Monday, November 4, 2019

At 94, she was ready to die by fasting. Her daughter filmed it.

After a spinal injury, 94-year-old Rosemary Bowen "announced to her family and friends that she had decided to terminate her life by fasting. After saying her goodbyes, she stopped eating, and in the early morning of the eighth day of her fast, she died in her sleep.

But first, Rosemary asked her daughter, Mary Beth Bowen, to film her fast. The final week of her life is now documented, day by day, in a 16-minute film, which was shown publicly for the first time Saturday at the End of Life Expo hosted by Iona Senior Services in Tenleytown."



"Rosemary had seen friends in their 90s who had slowly declined, and as far back as 1979 she wrote about her aversion to an old age with loved ones “shuffling in and out of rest homes visiting me.” When a friend ended her life by fasting, Rosemary decided someday she would do the same."


She asked her daughter to film her death by fasting.

Sunday, November 3, 2019

The Failure of Long-Term Care: My family faces an impossible choice: caring for our mom, or building our future

Med student Kristina Brown writes in The Washington Post about the heart-breaking dilemma of long-term care:

Many people assume that having a disability guarantees access to a network of resources. Not so.
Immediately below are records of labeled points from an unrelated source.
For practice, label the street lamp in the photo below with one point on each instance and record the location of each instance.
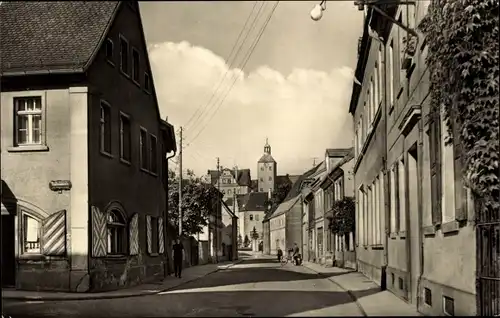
(317, 11)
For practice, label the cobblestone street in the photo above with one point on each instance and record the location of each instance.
(255, 287)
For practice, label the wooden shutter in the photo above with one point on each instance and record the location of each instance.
(134, 235)
(435, 158)
(161, 240)
(99, 237)
(458, 164)
(54, 234)
(149, 234)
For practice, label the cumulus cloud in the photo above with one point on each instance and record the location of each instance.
(301, 113)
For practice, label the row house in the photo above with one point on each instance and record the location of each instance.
(83, 148)
(285, 222)
(413, 210)
(336, 185)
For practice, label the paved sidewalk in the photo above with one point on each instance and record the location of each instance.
(189, 274)
(381, 303)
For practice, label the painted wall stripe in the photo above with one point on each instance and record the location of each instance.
(161, 243)
(99, 233)
(54, 234)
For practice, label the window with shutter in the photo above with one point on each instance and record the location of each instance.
(434, 139)
(134, 235)
(149, 234)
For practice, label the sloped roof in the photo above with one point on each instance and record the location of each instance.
(294, 192)
(52, 36)
(348, 157)
(243, 178)
(228, 209)
(253, 201)
(285, 206)
(338, 152)
(266, 158)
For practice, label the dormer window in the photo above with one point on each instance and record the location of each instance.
(108, 48)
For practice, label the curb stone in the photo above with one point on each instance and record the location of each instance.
(348, 291)
(97, 297)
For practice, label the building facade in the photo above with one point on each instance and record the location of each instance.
(231, 182)
(336, 185)
(408, 180)
(84, 170)
(266, 171)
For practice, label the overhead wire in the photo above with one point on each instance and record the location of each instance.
(215, 89)
(256, 41)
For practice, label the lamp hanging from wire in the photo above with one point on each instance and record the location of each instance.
(317, 11)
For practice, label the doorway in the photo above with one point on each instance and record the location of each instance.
(8, 251)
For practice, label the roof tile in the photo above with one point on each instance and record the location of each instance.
(55, 35)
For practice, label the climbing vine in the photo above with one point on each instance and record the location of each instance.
(343, 221)
(463, 51)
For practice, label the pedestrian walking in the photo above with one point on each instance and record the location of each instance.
(280, 254)
(178, 258)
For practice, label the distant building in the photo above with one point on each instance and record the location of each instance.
(231, 182)
(84, 169)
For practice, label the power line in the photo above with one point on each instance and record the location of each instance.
(215, 90)
(256, 41)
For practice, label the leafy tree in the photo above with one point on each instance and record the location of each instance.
(240, 240)
(199, 201)
(344, 214)
(463, 61)
(255, 235)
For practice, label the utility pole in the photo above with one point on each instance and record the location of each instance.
(217, 213)
(180, 182)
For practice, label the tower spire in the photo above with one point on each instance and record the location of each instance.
(267, 147)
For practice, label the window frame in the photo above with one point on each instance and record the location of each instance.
(109, 59)
(148, 83)
(26, 213)
(132, 70)
(153, 157)
(121, 230)
(126, 72)
(29, 114)
(104, 105)
(155, 235)
(122, 158)
(143, 153)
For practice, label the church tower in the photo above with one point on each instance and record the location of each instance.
(266, 170)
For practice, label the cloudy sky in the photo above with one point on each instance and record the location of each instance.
(294, 89)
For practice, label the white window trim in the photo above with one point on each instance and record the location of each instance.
(391, 74)
(122, 114)
(141, 154)
(402, 195)
(102, 122)
(150, 147)
(138, 81)
(123, 38)
(42, 146)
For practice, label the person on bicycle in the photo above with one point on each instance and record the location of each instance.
(296, 254)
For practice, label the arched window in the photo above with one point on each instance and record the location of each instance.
(116, 233)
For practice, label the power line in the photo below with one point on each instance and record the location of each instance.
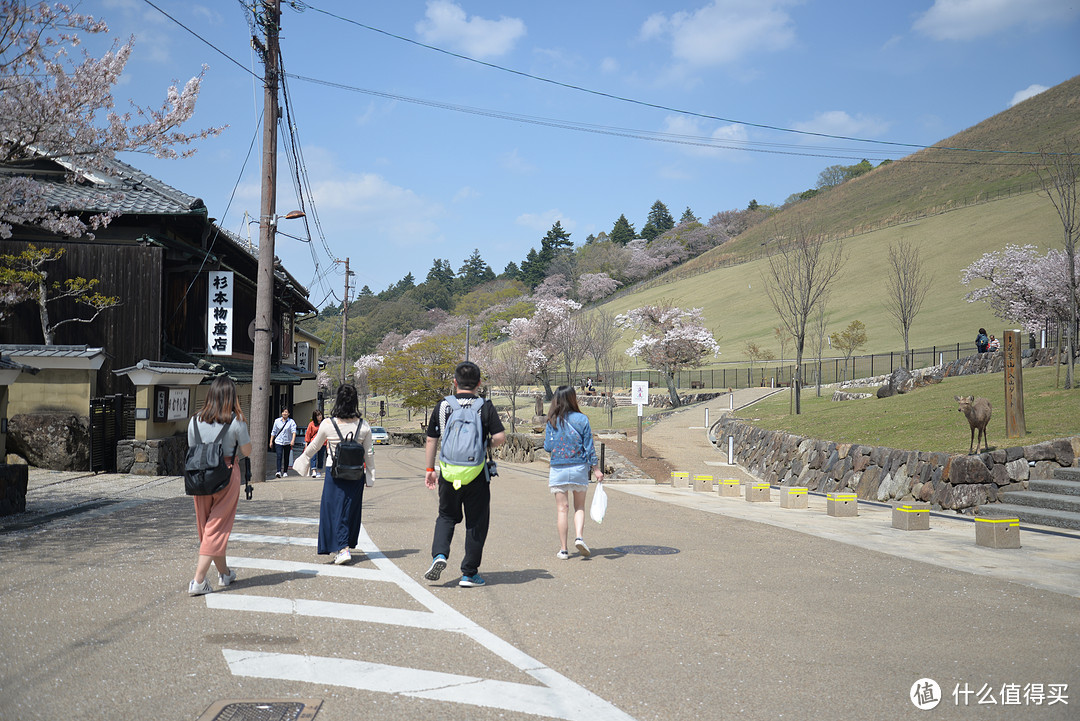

Because my mother has an income of $36,000 from her divorce settlement, is younger than 65 and lacks a 10-year employment history, she is disqualified from receiving Medicaid (despite its expansion), Medicare and Social Security Disability Insurance. Her private insurance company, like many others, does not cover home care for daily needs. The median cost of this service, for help seven days a week, is more than $80,000 per year. Like many families, we could not afford full-time coverage. This posed a life-altering dilemma: One of us had to stay home to care for her.

With my sister away at college, I went first: At age 16, when our 43-year-old mother lost the ability to walk, my life shifted to sleepless nights and baby monitors. Her disease progressed swiftly; soon she could no longer stand, eat or bathe without assistance. For six years, I provided 10 hours of care every day....

We are starting to run out of options: We could sell our home to qualify for state assistance; I could leave medical school to become a full-time caregiver for my mother. But taking these extreme, temporizing measures would only drive us further into a vicious cycle of financial instability.